BEST PRACTICES: Steam and condensate leaks
Steam and condensate leaks cost industrial plants millions of dollars in lost energy, while increasing emissions, creating safety hazards, and lowering the reliability of plant operations.
Steam leaks result in the loss of both latent and sensible energy. While plant personnel would be well advised to pay attention to all utility losses, greater attention should be paid to the costs and problems associated with losses related to steam.
Steam leaks result in higher energy losses than comparable compressed air leaks, as shown in the following example:
At 100 psig and a 1/8 in. leak and calculating a $10 per 1,000 lb of steam, the cost is $3,591.
For compressed air, at 100 psig and a 1/8-in. leak at $0.05 per kWh, the cost is $2,095.
Leaks in the steam and condensate system can contribute to significant energy losses – as great as 19% of the overall energy consumption – in a plant’s operations. In fact, due to the high cost of these energy losses, the correction of steam and condensate leaks offers very lucrative paybacks. The greatest benefit of a proactive steam and condensate leakage correction program is that most leaks can be corrected without expending capital.
Steam leak causes
Swagelok Energy Advisors has conducted hundreds of steam system audits and has found that the following are the most common contributors to steam leaks in plants:
- Threaded Pipe Connections
The number one cause of steam and condensate leaks is the use of threaded pipe connections in a steam and condensate system. Pipe threads are prone to fail with the expansion and contraction of the steam and condensate during system startup, operation, and shutdown. Using different types of materials on the threaded connection to prevent leakage has limited success.
Solution: Use other connection methods in the steam and condensate system, such as welded connections or tube-type connections.
- Packing on Standard Type Valves
Without a proactive maintenance program, standard packing on steam isolation valves will fail and leak steam during operation.
Solution: Use other types of valves that have corrected the sealing problems encountered in steam and condensate. Commonly used valves include ball valves and butterfly valves (in some applications).
- Carbonic Acid
The carbonic acid found in most systems will attack the components of a steam and condensate system. The carbonic acid deterioration will be noticeable at the thinnest part of the pipe, which is the threaded connection.

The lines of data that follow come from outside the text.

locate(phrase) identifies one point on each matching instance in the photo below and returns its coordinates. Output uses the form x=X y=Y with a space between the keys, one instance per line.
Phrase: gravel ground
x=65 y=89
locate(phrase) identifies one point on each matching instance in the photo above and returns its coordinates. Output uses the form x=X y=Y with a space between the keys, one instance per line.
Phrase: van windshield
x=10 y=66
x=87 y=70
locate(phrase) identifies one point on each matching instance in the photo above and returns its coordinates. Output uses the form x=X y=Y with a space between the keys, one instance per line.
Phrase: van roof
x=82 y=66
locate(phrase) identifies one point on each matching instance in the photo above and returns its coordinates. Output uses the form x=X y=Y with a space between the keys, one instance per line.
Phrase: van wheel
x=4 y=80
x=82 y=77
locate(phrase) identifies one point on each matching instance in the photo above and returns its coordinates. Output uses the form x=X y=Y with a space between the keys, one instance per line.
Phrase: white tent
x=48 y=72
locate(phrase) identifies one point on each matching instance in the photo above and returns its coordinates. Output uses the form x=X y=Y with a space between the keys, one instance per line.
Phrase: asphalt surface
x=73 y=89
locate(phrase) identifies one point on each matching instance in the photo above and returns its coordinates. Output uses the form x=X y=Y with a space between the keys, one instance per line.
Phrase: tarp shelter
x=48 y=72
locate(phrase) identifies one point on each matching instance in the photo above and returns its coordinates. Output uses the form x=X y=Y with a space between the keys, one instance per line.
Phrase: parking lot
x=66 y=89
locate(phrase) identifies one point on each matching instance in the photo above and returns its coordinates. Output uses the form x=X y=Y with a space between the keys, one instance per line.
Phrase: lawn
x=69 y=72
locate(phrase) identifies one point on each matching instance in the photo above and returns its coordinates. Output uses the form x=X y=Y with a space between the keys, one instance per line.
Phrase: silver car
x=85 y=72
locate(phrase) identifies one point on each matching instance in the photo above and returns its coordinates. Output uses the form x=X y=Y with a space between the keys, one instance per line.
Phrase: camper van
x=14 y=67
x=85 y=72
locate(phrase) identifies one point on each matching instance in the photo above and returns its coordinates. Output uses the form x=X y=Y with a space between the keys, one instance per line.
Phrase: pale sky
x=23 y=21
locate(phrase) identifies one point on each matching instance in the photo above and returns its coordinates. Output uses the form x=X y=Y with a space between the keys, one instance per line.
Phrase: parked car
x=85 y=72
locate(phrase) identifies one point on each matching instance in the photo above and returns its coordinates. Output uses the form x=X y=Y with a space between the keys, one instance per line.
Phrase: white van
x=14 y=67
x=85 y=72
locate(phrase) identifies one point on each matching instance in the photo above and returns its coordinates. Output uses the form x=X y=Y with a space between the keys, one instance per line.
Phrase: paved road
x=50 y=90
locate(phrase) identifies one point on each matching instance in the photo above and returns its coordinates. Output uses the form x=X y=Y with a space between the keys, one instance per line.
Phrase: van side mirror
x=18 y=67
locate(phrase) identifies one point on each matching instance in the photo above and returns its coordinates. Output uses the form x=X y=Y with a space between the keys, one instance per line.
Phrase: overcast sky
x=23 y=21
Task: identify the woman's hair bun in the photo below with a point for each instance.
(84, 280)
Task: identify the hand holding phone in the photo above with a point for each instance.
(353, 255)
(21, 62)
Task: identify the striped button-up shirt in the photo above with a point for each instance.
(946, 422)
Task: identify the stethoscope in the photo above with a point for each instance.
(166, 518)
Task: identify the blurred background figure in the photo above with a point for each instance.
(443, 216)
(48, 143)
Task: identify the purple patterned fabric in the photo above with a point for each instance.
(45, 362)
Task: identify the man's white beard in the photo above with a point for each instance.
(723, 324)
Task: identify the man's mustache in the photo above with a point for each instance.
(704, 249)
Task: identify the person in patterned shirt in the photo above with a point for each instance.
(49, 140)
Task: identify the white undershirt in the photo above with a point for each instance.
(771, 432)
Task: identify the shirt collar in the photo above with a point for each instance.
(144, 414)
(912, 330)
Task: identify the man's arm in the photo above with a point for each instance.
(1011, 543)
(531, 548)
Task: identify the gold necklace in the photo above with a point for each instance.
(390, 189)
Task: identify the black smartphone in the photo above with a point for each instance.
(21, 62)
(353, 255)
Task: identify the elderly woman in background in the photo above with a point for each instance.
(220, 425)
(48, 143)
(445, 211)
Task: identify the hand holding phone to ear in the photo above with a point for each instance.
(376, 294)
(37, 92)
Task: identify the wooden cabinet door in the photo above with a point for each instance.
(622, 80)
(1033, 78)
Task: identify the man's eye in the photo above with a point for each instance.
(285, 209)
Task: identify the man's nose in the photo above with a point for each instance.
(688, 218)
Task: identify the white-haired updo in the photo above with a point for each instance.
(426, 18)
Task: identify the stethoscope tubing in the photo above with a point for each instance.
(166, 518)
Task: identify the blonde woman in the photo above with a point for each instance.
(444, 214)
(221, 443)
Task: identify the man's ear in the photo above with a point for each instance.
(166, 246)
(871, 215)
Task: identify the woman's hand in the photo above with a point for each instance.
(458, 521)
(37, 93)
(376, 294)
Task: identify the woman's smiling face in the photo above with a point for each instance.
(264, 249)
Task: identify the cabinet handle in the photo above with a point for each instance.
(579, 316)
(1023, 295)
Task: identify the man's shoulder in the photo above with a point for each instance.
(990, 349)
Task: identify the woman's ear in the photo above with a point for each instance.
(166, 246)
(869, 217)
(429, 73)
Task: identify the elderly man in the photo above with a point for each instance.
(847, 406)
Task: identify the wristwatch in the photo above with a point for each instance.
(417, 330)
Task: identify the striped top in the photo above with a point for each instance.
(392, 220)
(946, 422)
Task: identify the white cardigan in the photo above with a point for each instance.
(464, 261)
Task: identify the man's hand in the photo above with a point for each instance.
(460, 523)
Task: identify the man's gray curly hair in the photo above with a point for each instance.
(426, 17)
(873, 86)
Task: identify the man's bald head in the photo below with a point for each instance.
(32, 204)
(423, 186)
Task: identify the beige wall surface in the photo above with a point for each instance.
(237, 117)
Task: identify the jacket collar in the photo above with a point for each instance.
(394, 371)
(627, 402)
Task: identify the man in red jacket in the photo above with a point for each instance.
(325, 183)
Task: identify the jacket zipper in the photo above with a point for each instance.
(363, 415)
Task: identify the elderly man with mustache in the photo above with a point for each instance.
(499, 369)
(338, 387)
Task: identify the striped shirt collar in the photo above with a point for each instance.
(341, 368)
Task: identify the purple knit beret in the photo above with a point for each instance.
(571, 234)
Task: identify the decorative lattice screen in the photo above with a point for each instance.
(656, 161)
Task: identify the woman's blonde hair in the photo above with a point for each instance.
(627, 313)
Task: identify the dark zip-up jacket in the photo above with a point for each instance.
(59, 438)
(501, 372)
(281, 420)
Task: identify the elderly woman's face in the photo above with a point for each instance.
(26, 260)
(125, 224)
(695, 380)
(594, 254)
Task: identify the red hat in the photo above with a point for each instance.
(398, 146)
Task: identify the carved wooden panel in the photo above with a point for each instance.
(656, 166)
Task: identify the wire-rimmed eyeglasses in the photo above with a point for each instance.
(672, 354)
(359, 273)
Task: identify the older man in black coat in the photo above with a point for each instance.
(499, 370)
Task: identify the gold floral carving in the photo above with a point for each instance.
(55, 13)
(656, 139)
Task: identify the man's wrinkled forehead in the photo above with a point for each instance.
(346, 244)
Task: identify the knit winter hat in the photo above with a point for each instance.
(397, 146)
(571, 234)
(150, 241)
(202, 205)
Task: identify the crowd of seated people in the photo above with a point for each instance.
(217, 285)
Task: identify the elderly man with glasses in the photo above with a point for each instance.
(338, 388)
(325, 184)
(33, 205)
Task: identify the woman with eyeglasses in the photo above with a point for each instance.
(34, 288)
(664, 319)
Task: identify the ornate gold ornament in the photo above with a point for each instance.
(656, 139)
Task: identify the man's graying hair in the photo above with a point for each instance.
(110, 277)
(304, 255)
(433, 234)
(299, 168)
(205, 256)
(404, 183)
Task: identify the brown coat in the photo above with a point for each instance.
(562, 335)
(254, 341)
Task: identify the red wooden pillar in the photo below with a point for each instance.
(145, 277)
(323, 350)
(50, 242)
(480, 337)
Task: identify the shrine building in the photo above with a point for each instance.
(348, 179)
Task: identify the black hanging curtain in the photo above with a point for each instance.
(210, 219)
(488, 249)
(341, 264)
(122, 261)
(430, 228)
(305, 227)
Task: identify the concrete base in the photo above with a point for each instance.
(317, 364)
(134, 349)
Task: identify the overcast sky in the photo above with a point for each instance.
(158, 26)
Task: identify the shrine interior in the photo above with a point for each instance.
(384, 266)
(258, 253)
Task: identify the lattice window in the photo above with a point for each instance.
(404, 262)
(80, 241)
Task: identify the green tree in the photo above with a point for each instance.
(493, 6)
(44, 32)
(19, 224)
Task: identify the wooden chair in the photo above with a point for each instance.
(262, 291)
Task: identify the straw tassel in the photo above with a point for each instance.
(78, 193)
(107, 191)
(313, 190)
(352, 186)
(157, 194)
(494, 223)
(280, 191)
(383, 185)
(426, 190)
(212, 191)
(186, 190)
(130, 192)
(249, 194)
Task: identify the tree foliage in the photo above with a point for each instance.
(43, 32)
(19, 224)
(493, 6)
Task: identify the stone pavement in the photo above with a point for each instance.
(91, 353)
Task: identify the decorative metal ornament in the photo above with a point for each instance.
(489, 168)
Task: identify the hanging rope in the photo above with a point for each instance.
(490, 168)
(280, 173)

Solution: Use other connection methods in the steam and condensate system, such as welded connections or tube-type connections that will resist the carbonic acid or CO2 corrosion. In the condensate system, use stainless steel to provide maintenance-free operation.
- Water Hammer
The water hammer in the steam and condensate system can produce pipe connection failures that result in system leaks.
Solution: Water hammer should not occur in the steam and condensate system. If water hammer exists, the issue must be resolved. Causes and solutions require a separate article to be addressed adequately.
Steam leak losses
Steam flow through a leak can be calculated using an orifice equation, which is based on the diameter of the leak, pressure at the inlet of the orifice, and pressure at the outlet (atmosphere).
Steam Flow = f (orifice diameter, inlet pressure, atmospheric pressure)
The following leak characteristics have historically been seen in steam and condensate systems:
- The leak path is not a perfect orifice.
- Determining the diameter of the passage is difficult because the leak is not a perfect circle.
- Inlet pressure may not be measured and may have to be calculated based on flows and pressure drops.
Measuring the diameter of the leak path is useful. However, even for most experienced plant personnel, determining the diameter of the leak path is difficult at best. Steam is extremely hot, and trying to measure the diameter of the path can be dangerous.
It is recommended that plant personnel be trained with different tools to help visually determine the steam leak diameter from a safe distance. To determine steam leak volume by plume length is extremely difficult and not very accurate.
Measuring inlet pressure (P1) is also important. Inlet pressure is determined by the steam system operating pressure. If the pressure is unknown and the steam is saturated vs. superheated, then the task of determining P1 is accomplished easily by using infrared temperature measurement devices. Saturated steam at a given temperature directly correlates to saturated steam pressure.
– Kelly Paffel is Technical Manager at Swagelok Energy Advisors, Inc. Contact him at Kelly.Paffel@swagelok.com and (239) 289-3667. For more information about Swagelok Energy Advisors, visit www.swagelokenergy.com.
Roadmap for steam leaks
- Correct all steam leaks in the plant.
- Reduce or eliminate threaded connections.
- Eliminate any water hammer issues.
- Review steam valve selection process.
- Review material selection for condensate systems.